25 de abril 2007 - 00:00

Cristina y su plan impositivo secreto

• Se habla -todo un clásico- de imponerle tributos al sector financiero. • También estudian, con De Vido, proyecto que acercó el empresario Carlos Pedro Blaquier, basado en la teoría de un solo impuesto. • ¿Les bajarán el impuesto a los que no tienen tarjeta de crédito?
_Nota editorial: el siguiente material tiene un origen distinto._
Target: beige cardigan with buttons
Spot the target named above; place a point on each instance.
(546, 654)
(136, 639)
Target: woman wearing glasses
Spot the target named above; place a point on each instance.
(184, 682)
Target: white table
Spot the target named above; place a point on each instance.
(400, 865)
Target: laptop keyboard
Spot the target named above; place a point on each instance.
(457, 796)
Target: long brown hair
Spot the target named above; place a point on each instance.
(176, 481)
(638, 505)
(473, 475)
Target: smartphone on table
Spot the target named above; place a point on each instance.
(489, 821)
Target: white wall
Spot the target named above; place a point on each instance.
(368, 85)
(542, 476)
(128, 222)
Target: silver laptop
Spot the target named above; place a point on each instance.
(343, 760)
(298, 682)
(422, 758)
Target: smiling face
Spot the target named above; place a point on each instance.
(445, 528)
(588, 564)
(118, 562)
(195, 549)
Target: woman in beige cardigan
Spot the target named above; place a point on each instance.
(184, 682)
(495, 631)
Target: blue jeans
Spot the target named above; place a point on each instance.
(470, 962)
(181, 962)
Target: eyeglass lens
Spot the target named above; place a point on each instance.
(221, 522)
Alberto Fernández dijo que nada sabía. Tampoco hablóFelisa Miceli (sabe menos, claro, que el jefe de Gabinete). Y, si bien Néstor Kirchner ha dicho «no me acerquen nada de una reforma impositiva antes de las elecciones porque no quiero que se afecte la recaudación», lo cierto es que el tema tributario -al margen de los anuncios que Cristina de Kirchner decidió realizar en México hace 48 horas- domina al gobierno hace tiempo. En verdad, más que reforma, imaginan cambios en los impuestos, subas y bajas, un nuevo guiso para satisfacer necesidades presupuestarias. Si bien este año ya resulta amenazante el agujero fiscal, el año próximo se tornará angustiante: por ejemplo, nadie sabe de dónde saldrán los recursos para compensar los $ 6.500 millones que cuesta el millón de jubilados que este año se incorporó a la nómina, ese capricho demagógico y electoral para asistir a abuelas, gente que nunca trabajó u otros que trabajaron una insuficiente cantidad de años (esa erogación, en este ejercicio y por única vez, se saldará con los trasvasamientos del sistema jubilatorio privado al público).

  • Proyecto

  • Papeles más, papeles menos, se sabe que hay un proyecto de imposiciones para el sector financiero, con la excusa de que es una de las pocas actividades en el mundo que carece de tributos. Una vieja historia. También, en relación con la baja del IVA, con algún sentido se habla de que hoy sólo pagan 21% los más pobres, los que no tienen tarjeta (ya que por las de crédito se descuenta 3% y 5% por las de débito), con lo cual la política de la AFIP es poco distributiva, antisocial. Algunos sospechan que si, finalmente, se afectaran las operaciones financieras, tal vez a cambio se podaría un mínimo de lo que hoy se le aplica a los cheques. Conjeturas que bien puede hacer cualquier ciudadano, Alberto Fernández o Felisa Miceli, ignorantes proclamados de la posible reforma.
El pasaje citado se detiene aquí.